The archaic system of two-week or three-week dealing periods, followed by a single settlement day, will go. Instead, there will be a rolling settlement system, with trades due for settlement after 10 working days.

That is easy enough to understand. You can see that it makes sense for stockbrokers, who can spread their workload so that every day becomes a settlement day.

But there is much more to the change. Ten-day settlement is not the end of the run. The plan is to squeeze the interval down to five days next year and then to three.

The old ways of doing business by sending cheques or share certificates through the post can survive a 10-day timetable. So some brokers will continue to do things as they always have done.

But they should be treating the 10-day rolling settlement system - T+10 in the jargon - as a dress rehearsal for a new way.

This will mean investors allowing their brokers to hold their certificates. They will not just physically hold the paper - they will register the certificates in a nominee name under their control.

This is probably already familiar to many investors who give their brokers or advisers discretionary management of their portfolios. But it will have to become the norm.

Crest, the paperless trading system, will reinforce the change and make the notion of ''holding' shares that only exist on computer seem even more remote. On the other side, it will be impossible to pay for shares in the old way.

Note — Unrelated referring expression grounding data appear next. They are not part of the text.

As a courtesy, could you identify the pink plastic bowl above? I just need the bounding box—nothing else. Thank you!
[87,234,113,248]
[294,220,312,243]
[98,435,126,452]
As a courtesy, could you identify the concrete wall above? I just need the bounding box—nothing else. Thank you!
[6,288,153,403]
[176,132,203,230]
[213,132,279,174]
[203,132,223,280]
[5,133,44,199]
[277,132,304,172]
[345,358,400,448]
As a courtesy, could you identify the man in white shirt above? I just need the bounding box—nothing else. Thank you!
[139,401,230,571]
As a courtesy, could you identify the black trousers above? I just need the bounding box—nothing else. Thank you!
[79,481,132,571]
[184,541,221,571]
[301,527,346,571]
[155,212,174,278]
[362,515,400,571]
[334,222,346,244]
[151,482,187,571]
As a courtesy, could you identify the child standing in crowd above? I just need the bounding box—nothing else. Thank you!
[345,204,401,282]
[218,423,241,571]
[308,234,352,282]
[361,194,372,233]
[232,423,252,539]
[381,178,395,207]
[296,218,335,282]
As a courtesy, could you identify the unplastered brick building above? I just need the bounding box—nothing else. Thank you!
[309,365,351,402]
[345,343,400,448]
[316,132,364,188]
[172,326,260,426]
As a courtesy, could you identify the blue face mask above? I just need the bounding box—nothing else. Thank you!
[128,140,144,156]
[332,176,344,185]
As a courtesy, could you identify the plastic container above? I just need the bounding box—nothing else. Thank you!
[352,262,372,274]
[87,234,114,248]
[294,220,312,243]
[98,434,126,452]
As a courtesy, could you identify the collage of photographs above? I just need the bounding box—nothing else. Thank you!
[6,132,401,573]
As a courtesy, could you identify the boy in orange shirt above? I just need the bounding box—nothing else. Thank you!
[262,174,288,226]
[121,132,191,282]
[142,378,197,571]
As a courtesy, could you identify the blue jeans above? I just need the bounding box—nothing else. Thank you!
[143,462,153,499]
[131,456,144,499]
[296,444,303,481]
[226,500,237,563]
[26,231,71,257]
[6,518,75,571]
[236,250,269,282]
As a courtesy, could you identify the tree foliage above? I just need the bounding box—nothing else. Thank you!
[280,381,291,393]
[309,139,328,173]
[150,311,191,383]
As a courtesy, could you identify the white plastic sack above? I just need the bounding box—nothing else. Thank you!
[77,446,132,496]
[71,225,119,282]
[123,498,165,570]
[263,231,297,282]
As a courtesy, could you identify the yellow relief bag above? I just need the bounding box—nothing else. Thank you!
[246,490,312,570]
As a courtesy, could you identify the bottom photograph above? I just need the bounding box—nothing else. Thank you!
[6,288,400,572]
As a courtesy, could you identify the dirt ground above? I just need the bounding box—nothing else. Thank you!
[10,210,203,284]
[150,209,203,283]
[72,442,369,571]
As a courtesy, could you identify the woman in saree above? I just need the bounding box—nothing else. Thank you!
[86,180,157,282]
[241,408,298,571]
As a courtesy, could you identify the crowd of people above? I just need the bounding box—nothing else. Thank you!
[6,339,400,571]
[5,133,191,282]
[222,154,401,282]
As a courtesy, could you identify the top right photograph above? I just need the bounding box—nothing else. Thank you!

Either the money will have to be sitting in an account to which the broker has access, or trades will have to rely on existing shares as security.

Ordinary credit cards cannot be used for Stock Exchange dealing, but Switch and Delta debit cards can be used, and this seems the cleanest option.

But brokers will want to encourage their clients to deal, so they may be willing to offer competitive savings rates that make an attractive parking place for cash.

Brutally, private investors do not have much say in this transformation, which is geared to the smoother working of the market for the institutions. Let's hope that the change engenders a wave of competition and that investors are not hemmed in too tightly.

THE HOUSE market is still dismally flat. Sellers despair of any interest and buyers cannot find the bargains they expect.

One estate agent, Glentree Estates, has a refreshing attitude. It has some charming cottages in Hampstead Garden Suburb to sell. It claims to be marketing these properties at 5 to 10 per cent below a realistic price. This generates a flurry of offers.

The potential buyers are then asked to put in their best offer by a certain date, and, says the estate agent, this competitive atmosphere results in a price even above the one they first thought of.

In one instance, a three-bedroom cottage was marketed at 'offers in the region of pounds 115,000'. The final price was pounds 121,516. Those extra odd pounds are the sign of a buyer who is really keen to purchase and doesn't want to be thwarted by someone with a round-numbers mentality.

It takes at least two buyers to create a bidding flurry. These tactics will not work when sellers are not prepared, or are unable, to accept a reasonable price because of negative equity. They also will not succeed where the property is defective or unattractive.

But the come-on of what seems like a cheap deal is just the right way to tempt buyers. Once tempted over the doorstep, they will stretch to get the home they really want.

LONDON TRANSPORT has its Baker Street office for lost property. The Post Office has Belfast for stray letters. But British Rail, it seems, has every station in the land as a potential depot for items lost by travellers.

It's maddening. As someone who has managed to lose two treasured but nearly valueless things on trains this week, I can't believe there isn't a way of manning offices or telephones to provide a speedy tracking service for lost objects - perhaps a premium phone line so those who want to hunt for their lost belongings would pay for the service.